64 bytes from 172.16.xxx.xxx: icmp_seq=4 ttl=128 time=10.2 ms

 

64 bytes from 172.16.xxx.xxx: icmp_seq=5 ttl=128 time=9.12 ms

 

64 bytes from 172.16.xxx.xxx: icmp_seq=6 ttl=128 time=10.3 ms

 

 

--- 172.16.xxx.xxx ping statistics ---

 

6 packets transmitted, 6 received, 0% packet loss, time 5035ms

 

rtt min/avg/max/mdev = 7.252/9.421/10.319/1.091 ms

 

 

 

If, on the other hand, I ping from a node to the LTM, I get <1ms latency. So:

 

 

LTM VE -> MyHost = ~10ms

 

MyHost -> LTM VE = <1ms

 

 

Marc

 

 

 

  • A few notes:

     

     

    1. My LTM VE instance has two interfaces, but the internal interface handles four tagged VLANs. External interface manages a single untagged VLAN.

     

     

    2. Nothing logged to any of the /var/log files that would be of any help.

     

     

    3. Performance graphs don't indicate that I'm hitting any sort of ceiling (no load on this yet).

     

     

    4. Outages last for 2 - 3 minutes, then traffic resumes on its own.

     

  • 1) intermittent connectivity like this sounds like a duplicate MAC or IP address is present elsewhere within the layer2 infrastructure.

     

     

    2) 10ms ping responses from the node generally indicate a slow node/polling driver.
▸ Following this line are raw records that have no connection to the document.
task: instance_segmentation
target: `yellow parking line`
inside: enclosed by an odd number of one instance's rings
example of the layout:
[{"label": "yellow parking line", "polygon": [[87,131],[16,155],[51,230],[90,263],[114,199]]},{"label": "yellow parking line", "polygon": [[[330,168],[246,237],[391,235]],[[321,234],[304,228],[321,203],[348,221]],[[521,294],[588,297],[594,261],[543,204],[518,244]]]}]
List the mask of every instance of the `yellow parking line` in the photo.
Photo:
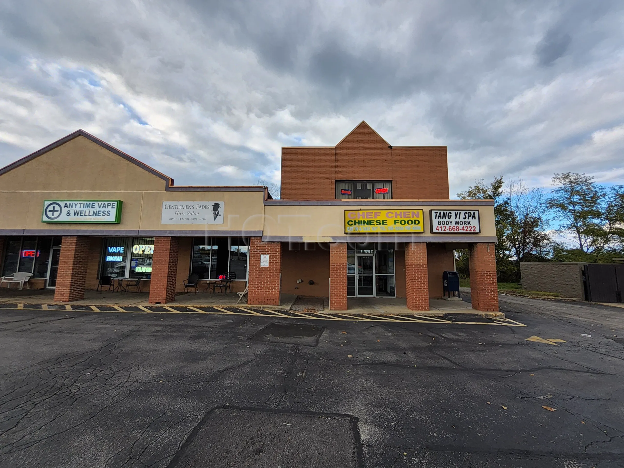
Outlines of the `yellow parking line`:
[{"label": "yellow parking line", "polygon": [[258,313],[255,310],[250,310],[248,308],[245,308],[245,307],[236,307],[236,308],[240,308],[241,310],[245,310],[246,312],[253,313],[254,315],[264,315],[263,313]]}]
The fact that responses from the VE to the node are quick indicates this behavior. Are your nodes using E1000 NICS or other fully emulated NIC types? I've seen slow responses there.

     

  • Posted By qe on 06/06/2011 01:19 PM

     

    1) intermittent connectivity like this sounds like a duplicate MAC or IP address is present elsewhere within the layer2 infrastructure.

     

     

    Wouldn't a dupe only cause problems on one of the interfaces? I can't ping out any of the LTM interfaces while this is going on. Would the LTM log IP conflicts anywhere?

     

    2) 10ms ping responses from the node generally indicate a slow node/polling driver. The fact that responses from the VE to the node are quick indicates this behavior. Are your nodes using E1000 NICS or other fully emulated NIC types? I've seen slow responses there.

     

    Node-to-node ping (even across two LTM interfaces) is at 1ms. The only pings that exceed this are LTM-to-node. The LTM installation is the trial, v10.1.0.3341 and has E1000 interfaces. All of my VM nodes use VMXNET 3 adapters, and a few are physical nodes with Broadcom NICs.

     

     

    Is there a chance that the trial version of LTM VE is rate-limited by holding every packet for 10ms?

     

  • Hi Marc,

     

     

    Have you ever found a solution to this problem? The EXACT same situation has been bothering my setup.
  • John_Hall_11177's avatar
    John_Hall_11177
    Historic F5 Account
    Marc,

     

    If LTM held packets for 10ms, then you'd see the same delay on LTM to LTM interfaces. One other diagnostic step would be to temporarily switch the nodes you're communicating with to the e1000 driver. We've seen some very weird behavior with VMware when receiving traffic on VMware's VMXNET 3 driver resulting in very large packets being handed off to upper layers that are not expecting them. Apparently the VMXNET 3 driver doesn't always obey the configured MTU of the guest.